Visit Koknese today and you'll see weathered red sandstone walls rising from low grass, the remnants of towers and curtain walls outlining what was once a substantial fortress. The reservoir laps quietly at the foot of the ruin. Across the water lies the new park created after the flooding, with a memorial path called the Garden of Destinies built in honor of Latvians who died in the 20th century's wars and deportations. Standing on the castle stones you can imagine the bluff that used to be there, the rapids you used to be able to hear, the river valley falling away below. You can also see the new lake, calm and useful, generating power for the grid. Both things are true at once. The castle is what's left of one Latvian story; the reservoir is the residue of another.

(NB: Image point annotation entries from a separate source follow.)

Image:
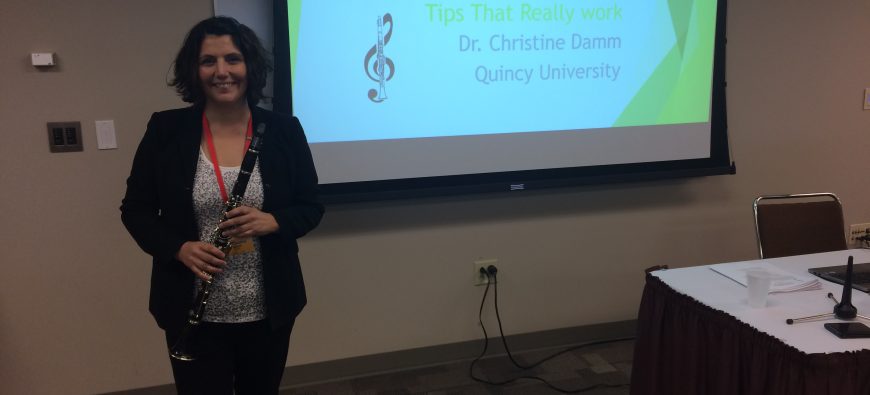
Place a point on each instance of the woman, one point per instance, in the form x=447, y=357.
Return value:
x=187, y=162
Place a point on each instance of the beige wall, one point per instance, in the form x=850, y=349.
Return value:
x=394, y=275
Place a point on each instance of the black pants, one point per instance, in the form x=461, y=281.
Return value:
x=247, y=357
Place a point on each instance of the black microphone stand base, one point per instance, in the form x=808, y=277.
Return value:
x=840, y=312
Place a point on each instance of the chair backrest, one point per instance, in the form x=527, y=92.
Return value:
x=799, y=224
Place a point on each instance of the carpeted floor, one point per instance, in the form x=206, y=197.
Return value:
x=607, y=365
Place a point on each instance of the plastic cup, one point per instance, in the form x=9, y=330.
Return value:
x=758, y=285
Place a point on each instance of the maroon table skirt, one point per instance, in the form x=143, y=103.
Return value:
x=684, y=347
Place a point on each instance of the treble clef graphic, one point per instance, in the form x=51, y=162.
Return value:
x=376, y=70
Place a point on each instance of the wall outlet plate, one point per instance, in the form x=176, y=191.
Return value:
x=858, y=230
x=480, y=278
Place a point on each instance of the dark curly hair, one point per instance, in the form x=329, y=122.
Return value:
x=186, y=65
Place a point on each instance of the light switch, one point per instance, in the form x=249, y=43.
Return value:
x=106, y=135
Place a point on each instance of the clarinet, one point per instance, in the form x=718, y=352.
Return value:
x=180, y=350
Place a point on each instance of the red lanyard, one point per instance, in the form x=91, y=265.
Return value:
x=217, y=169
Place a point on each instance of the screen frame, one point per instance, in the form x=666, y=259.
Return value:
x=719, y=162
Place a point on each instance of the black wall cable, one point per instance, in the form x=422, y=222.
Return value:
x=491, y=278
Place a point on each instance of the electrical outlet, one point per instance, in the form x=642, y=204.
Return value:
x=480, y=278
x=858, y=230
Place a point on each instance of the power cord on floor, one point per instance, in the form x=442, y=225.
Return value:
x=491, y=278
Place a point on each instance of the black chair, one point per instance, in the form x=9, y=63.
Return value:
x=799, y=224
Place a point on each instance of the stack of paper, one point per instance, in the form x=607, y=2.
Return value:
x=780, y=280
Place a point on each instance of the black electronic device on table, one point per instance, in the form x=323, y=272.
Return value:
x=848, y=330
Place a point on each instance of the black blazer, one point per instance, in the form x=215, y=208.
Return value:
x=158, y=209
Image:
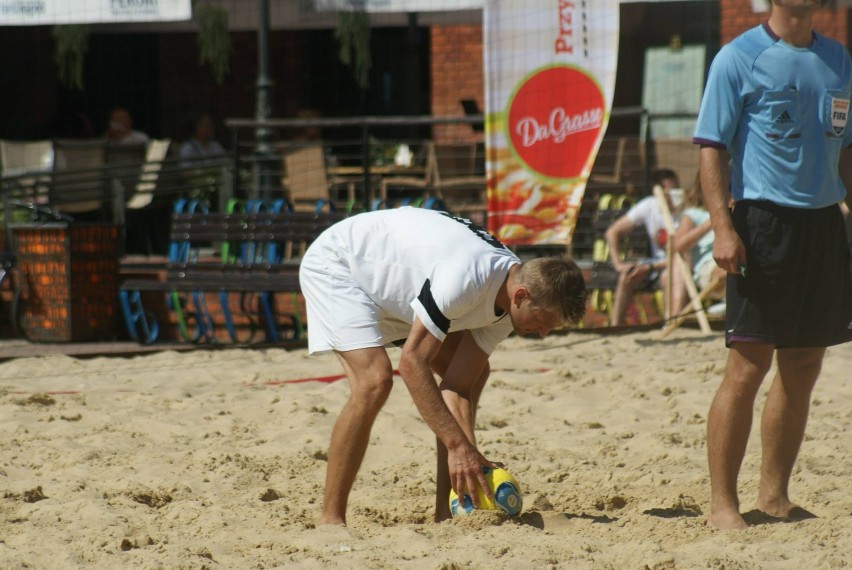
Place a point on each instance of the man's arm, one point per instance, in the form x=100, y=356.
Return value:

Koknese Castle sits at 56.638 degrees north, 25.418 degrees east, on the south bank of the Daugava River in central Latvia, about 100 km southeast of Riga. From altitude, look for the small wooded promontory jutting into the wide flat reservoir, with the red-brown ruined walls visible at its tip. Riga International Airport (EVRA) lies roughly 95 km west-northwest. The contrast between the artificial lake's straight shoreline and the original river course can be picked out clearly from 3,000 to 5,000 feet.